Das Renaturierungsgesetz ist ein Naturschutzgesetz und ein Umwelt­schutzgesetz, es ist aber kein Klimaschutzgesetz, und ich bin mir sicher, der Klimawandel wird deswegen gleich weiterverlaufen und die Erderwärmung wird gleich weiterverlaufen. Da bin ich mir zu 100 Prozent sicher. Wir müssten natürlich auch über die Flieger reden, über die Industrie reden und über viele an­dere Dinge, wenn wir den Klimawandel stoppen wollen. (Bundesrat Leinfell­ner: Übern Flieger darfst mit der Gewessler nicht reden!)

Ich möchte einen Menschen zitieren, den wir alle kennen, es ist ein sehr berühm­ter Mann, es ist unser Bundespräsident Alexander Van der Bellen. Er hat, als die Oppositionsparteien mit der damaligen Regierungspartei, der FPÖ, der Bundesregierung das Misstrauen ausgesprochen haben, gesagt: Wir sollten besonnen sein, wir sollten Ruhe bewahren. Wir haben eine elegante Verfassung, die es uns möglich macht, diese Krise zu bewältigen. Und er hat auch gesagt: „So sind wir nicht!“ Ja, er hat gesagt, so sind wir Österrei­cherinnen und Österreicher nicht!

Ich frage mich: Wo ist jetzt, in dieser Krise – und das ist eine Krise! –, die Stellungnahme von unserem Herrn Bundespräsidenten zu der Situation, die wir jetzt haben, oder wo ist die Rechtsmeinung von der Justizministerin? Ich gehe davon aus, dass beide die Verfassung ganz genau kennen, aber beide äußern sich nicht. Das ist schon etwas eigenartig. (Beifall bei der ÖVP sowie des Bundesrates Leinfellner. – Bundesrat Spanring: Wer hat ihn unterstützt, den Herrn Van der Bellen?)

Da hätten Sie sich, Frau Gewessler, die privaten Gutachten sicherlich sparen können. Ich behaupte, die Zustimmung von Frau Gewessler zum EU-Re­naturierungsgesetz ist eine rein parteipolitische Aktion, die mit allen Führungskräften ihrer Partei inklusive Bundespräsident und auch mit dem Bür­germeister und Landeshauptmann von Wien abgesprochen wurde.

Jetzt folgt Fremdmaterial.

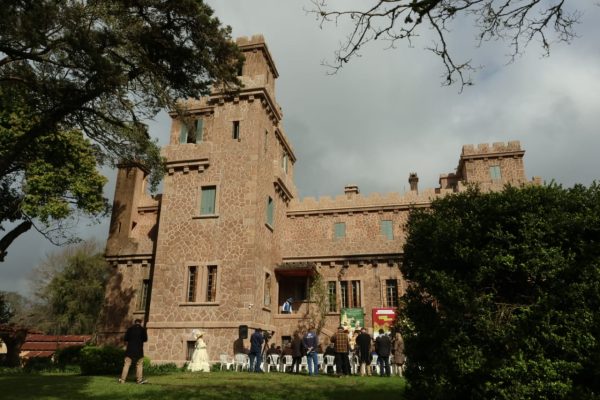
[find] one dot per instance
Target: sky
(386, 113)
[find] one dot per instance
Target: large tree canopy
(77, 79)
(517, 21)
(504, 295)
(68, 290)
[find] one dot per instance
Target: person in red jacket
(135, 337)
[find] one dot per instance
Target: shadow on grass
(218, 386)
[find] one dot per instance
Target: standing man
(341, 345)
(311, 342)
(399, 357)
(363, 345)
(256, 341)
(383, 346)
(135, 337)
(297, 351)
(286, 308)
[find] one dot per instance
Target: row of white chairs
(326, 363)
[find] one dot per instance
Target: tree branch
(6, 241)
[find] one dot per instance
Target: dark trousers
(342, 363)
(296, 364)
(384, 364)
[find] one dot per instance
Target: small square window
(495, 173)
(207, 200)
(270, 211)
(387, 229)
(191, 132)
(236, 130)
(339, 230)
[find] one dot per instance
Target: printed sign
(352, 318)
(383, 318)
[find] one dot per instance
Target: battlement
(358, 203)
(485, 148)
(253, 44)
(250, 40)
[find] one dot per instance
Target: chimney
(351, 191)
(413, 180)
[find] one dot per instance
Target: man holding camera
(256, 341)
(310, 342)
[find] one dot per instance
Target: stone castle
(228, 240)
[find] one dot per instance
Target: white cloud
(385, 114)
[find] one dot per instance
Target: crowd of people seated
(345, 354)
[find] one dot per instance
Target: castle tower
(492, 166)
(228, 183)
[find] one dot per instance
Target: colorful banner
(383, 318)
(352, 318)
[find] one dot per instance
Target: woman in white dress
(199, 361)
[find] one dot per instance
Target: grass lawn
(215, 385)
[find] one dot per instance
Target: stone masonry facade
(228, 240)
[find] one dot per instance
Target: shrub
(105, 360)
(37, 364)
(504, 294)
(67, 356)
(157, 369)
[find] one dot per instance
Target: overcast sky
(385, 114)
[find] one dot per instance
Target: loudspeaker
(243, 331)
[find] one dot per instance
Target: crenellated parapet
(357, 203)
(484, 149)
(257, 43)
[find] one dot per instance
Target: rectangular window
(189, 351)
(350, 293)
(211, 283)
(339, 230)
(391, 293)
(207, 200)
(355, 293)
(284, 162)
(143, 295)
(199, 130)
(183, 133)
(270, 211)
(267, 291)
(387, 229)
(495, 173)
(194, 135)
(192, 282)
(266, 141)
(344, 294)
(332, 296)
(236, 130)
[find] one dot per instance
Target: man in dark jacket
(297, 352)
(363, 344)
(256, 341)
(311, 343)
(383, 346)
(342, 346)
(135, 337)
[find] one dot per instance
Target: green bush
(105, 360)
(504, 295)
(38, 364)
(67, 356)
(157, 369)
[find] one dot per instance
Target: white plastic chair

Was die Bundesländer betrifft, ist im Bereich Naturschutz, Umweltschutz, Biodiversität, Nachhaltigkeit, Klimaschutz, Erhalt der Artenvielfalt, was Pflanzen und Tierwelt betrifft, noch nie so viel umgesetzt worden wie in den letzten zehn bis 20 Jahren.

Wir stehen zum Naturschutz, vor allem die Jugend ist sensibilisiert, wir machen tagtäglich Naturschutz. Hier die Verantwortlichen in den Bundes­ländern und speziell die Landeshauptleute als zukunftsvergessen zu bezeichnen ist ein Affront und eine Brüskierung der Bundesländer und des gesamten ländlichen Raums – das ist vermessen und das ist auf das Schärfste zurückzuweisen! (Beifall bei der ÖVP.)

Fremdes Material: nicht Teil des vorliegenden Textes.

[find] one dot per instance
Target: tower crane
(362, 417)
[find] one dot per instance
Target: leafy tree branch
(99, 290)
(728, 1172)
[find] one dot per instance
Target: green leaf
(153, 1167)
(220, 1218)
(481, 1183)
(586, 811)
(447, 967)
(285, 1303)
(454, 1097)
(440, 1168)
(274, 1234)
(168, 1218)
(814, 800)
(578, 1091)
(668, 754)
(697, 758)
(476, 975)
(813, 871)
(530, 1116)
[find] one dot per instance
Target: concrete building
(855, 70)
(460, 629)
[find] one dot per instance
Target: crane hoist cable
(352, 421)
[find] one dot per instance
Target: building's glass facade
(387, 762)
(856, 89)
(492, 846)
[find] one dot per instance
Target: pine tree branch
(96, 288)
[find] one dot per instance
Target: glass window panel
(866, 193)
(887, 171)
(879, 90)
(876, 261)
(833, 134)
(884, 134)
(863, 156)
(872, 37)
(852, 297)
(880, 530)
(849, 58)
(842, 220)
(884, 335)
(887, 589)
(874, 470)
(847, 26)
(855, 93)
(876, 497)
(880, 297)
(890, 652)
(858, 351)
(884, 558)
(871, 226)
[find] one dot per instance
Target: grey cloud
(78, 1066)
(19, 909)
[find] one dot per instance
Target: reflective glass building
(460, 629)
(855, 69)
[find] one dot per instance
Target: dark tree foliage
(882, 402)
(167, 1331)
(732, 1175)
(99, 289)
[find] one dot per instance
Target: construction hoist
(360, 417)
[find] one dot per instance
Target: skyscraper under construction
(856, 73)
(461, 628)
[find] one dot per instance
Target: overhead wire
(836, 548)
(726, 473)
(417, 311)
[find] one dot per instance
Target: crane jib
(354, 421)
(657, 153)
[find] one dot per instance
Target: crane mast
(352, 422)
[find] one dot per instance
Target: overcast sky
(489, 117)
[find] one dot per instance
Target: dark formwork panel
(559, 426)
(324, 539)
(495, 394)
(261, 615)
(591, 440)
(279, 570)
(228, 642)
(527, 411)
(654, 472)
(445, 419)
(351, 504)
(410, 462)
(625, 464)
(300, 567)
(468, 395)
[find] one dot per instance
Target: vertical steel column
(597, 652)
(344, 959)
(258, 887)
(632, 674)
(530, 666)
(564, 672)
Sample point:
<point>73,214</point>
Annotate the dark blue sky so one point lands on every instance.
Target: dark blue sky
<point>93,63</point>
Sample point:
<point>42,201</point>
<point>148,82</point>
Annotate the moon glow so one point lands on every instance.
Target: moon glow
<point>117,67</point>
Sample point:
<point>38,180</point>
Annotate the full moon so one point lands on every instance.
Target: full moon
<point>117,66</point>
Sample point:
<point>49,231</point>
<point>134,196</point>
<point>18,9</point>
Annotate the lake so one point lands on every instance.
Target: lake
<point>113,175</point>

Es scheint so, als sei der Herr Bürgermeister von Wien Bürgermeister von ganz Österreich. Er hat den Auftrag gegeben, dem Renaturierungsgesetz zuzu­stimmen. Ich wüsste gerne, wo die offiziell abgeänderte Stellungnahme ist. (Bei­fall bei der ÖVP.)

Wenn Sie eine einheitliche Stellungnahme aller Landeshauptleute, die Sie, Frau Gewessler, aufgrund unserer Verfassung verpflichtet hätte, dem Rena­turierungsgesetz nicht zuzustimmen, missachtet und ignoriert haben, dann muss ich Sie als Klimaaktivistin mit den Menschen, die sich auf die Straße kleben, gleichstellen, nicht – als Ministerin der österreichischen Bundesregierung – mit einem auf die Verfassung angelobten Regierungsmitglied. Sie haben die de­mokratischen Spielregeln und die Verfassung missachtet!

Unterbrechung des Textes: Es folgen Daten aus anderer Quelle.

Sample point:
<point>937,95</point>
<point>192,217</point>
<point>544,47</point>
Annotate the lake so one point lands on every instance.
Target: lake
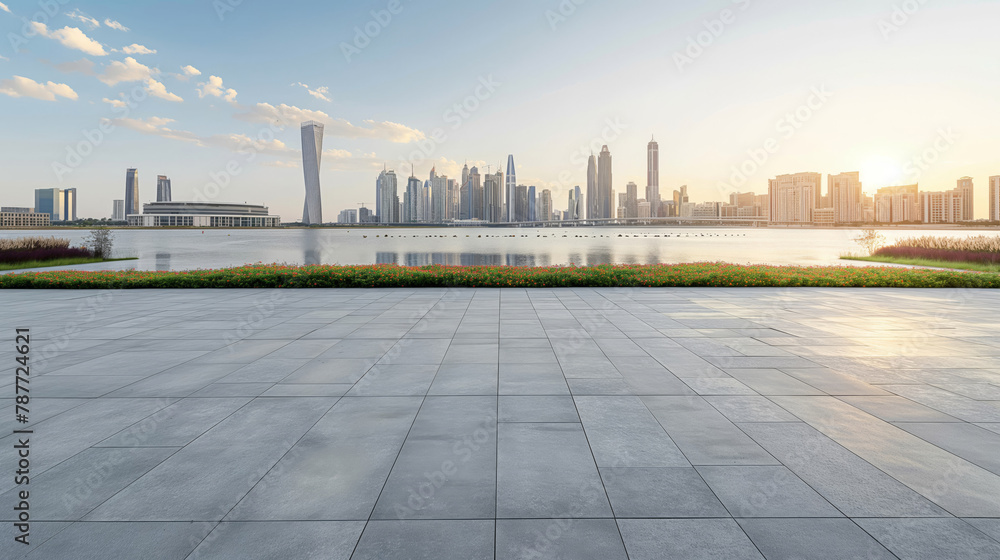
<point>181,249</point>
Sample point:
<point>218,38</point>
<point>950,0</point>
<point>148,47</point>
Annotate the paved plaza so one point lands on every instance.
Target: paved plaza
<point>512,424</point>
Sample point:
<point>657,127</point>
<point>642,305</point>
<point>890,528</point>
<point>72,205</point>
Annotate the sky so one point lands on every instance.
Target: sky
<point>211,94</point>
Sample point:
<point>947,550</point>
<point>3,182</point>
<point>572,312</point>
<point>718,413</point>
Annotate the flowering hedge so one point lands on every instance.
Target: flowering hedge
<point>393,276</point>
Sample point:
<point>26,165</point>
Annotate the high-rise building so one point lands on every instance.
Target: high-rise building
<point>942,207</point>
<point>131,191</point>
<point>493,198</point>
<point>163,189</point>
<point>593,205</point>
<point>51,202</point>
<point>995,198</point>
<point>653,177</point>
<point>847,197</point>
<point>531,215</point>
<point>387,198</point>
<point>968,198</point>
<point>792,198</point>
<point>312,155</point>
<point>69,204</point>
<point>604,183</point>
<point>510,189</point>
<point>897,204</point>
<point>544,208</point>
<point>631,200</point>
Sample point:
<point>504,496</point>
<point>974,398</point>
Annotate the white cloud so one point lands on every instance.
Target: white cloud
<point>115,25</point>
<point>213,87</point>
<point>136,48</point>
<point>130,70</point>
<point>157,89</point>
<point>20,86</point>
<point>83,18</point>
<point>72,38</point>
<point>287,115</point>
<point>156,126</point>
<point>83,66</point>
<point>319,93</point>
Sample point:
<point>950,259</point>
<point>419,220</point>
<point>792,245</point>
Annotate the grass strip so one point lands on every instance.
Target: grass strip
<point>393,276</point>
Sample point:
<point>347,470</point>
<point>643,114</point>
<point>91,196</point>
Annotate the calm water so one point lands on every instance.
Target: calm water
<point>192,249</point>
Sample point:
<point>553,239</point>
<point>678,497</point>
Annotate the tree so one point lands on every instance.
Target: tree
<point>100,240</point>
<point>871,240</point>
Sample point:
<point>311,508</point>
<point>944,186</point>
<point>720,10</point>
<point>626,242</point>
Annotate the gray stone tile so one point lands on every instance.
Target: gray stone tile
<point>74,487</point>
<point>537,409</point>
<point>815,539</point>
<point>690,539</point>
<point>556,539</point>
<point>938,539</point>
<point>547,471</point>
<point>176,425</point>
<point>125,540</point>
<point>219,468</point>
<point>623,433</point>
<point>318,540</point>
<point>750,409</point>
<point>897,409</point>
<point>765,492</point>
<point>465,379</point>
<point>848,482</point>
<point>337,469</point>
<point>660,492</point>
<point>532,379</point>
<point>970,442</point>
<point>704,435</point>
<point>421,539</point>
<point>447,466</point>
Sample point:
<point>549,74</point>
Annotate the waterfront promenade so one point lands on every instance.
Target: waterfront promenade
<point>510,424</point>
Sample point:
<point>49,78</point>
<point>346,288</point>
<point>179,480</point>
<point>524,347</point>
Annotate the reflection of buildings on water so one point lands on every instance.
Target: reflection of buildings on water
<point>163,261</point>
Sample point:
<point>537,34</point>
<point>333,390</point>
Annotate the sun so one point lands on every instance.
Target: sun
<point>881,171</point>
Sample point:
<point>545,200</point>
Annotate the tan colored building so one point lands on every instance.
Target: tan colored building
<point>24,219</point>
<point>895,205</point>
<point>792,198</point>
<point>847,197</point>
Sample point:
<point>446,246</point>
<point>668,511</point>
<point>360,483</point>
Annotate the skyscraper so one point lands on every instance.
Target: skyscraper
<point>510,188</point>
<point>312,155</point>
<point>51,202</point>
<point>69,204</point>
<point>593,205</point>
<point>995,198</point>
<point>387,198</point>
<point>163,189</point>
<point>653,177</point>
<point>847,197</point>
<point>131,191</point>
<point>968,195</point>
<point>606,205</point>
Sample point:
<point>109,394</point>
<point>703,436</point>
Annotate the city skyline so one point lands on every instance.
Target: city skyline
<point>878,106</point>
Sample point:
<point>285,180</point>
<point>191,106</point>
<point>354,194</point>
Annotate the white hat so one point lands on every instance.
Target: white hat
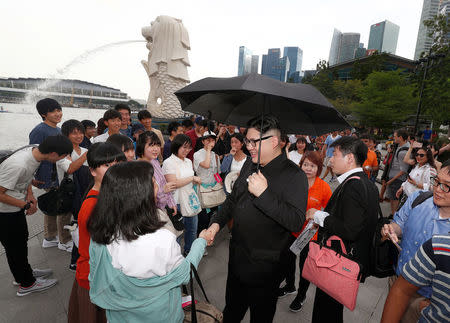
<point>230,179</point>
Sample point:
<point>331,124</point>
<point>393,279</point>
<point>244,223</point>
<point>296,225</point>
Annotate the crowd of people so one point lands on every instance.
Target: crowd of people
<point>138,218</point>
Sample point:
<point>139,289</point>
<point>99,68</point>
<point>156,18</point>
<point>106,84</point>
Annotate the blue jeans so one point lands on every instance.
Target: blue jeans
<point>190,231</point>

Wie geht es uns in Salzburg, welche Voraussetzungen haben wir, vor allem, was ist schon umgesetzt worden, und zwar ohne Renaturierungsgesetz? – In Salzburg sind rund 80 Prozent unserer Landesfläche nicht besiedelbar, aufgrund vieler Berge, Ödland und auch vieler bestehender Gefahrenzonen. Nur ein Fünftel der gut 7 000 Quadratkilometer Fläche unseres Bundeslan­des Salzburg steht als Dauersiedlungsraum zur Verfügung. Das heißt, um diese Fläche konkurrieren Landwirtschaft, Bevölkerung, die Wirtschaft und der Verkehr. Und einem stimme ich voll zu: Was den Flächenverbrauch betrifft, sollten wir unbedingt besser werden und weniger verbrauchen.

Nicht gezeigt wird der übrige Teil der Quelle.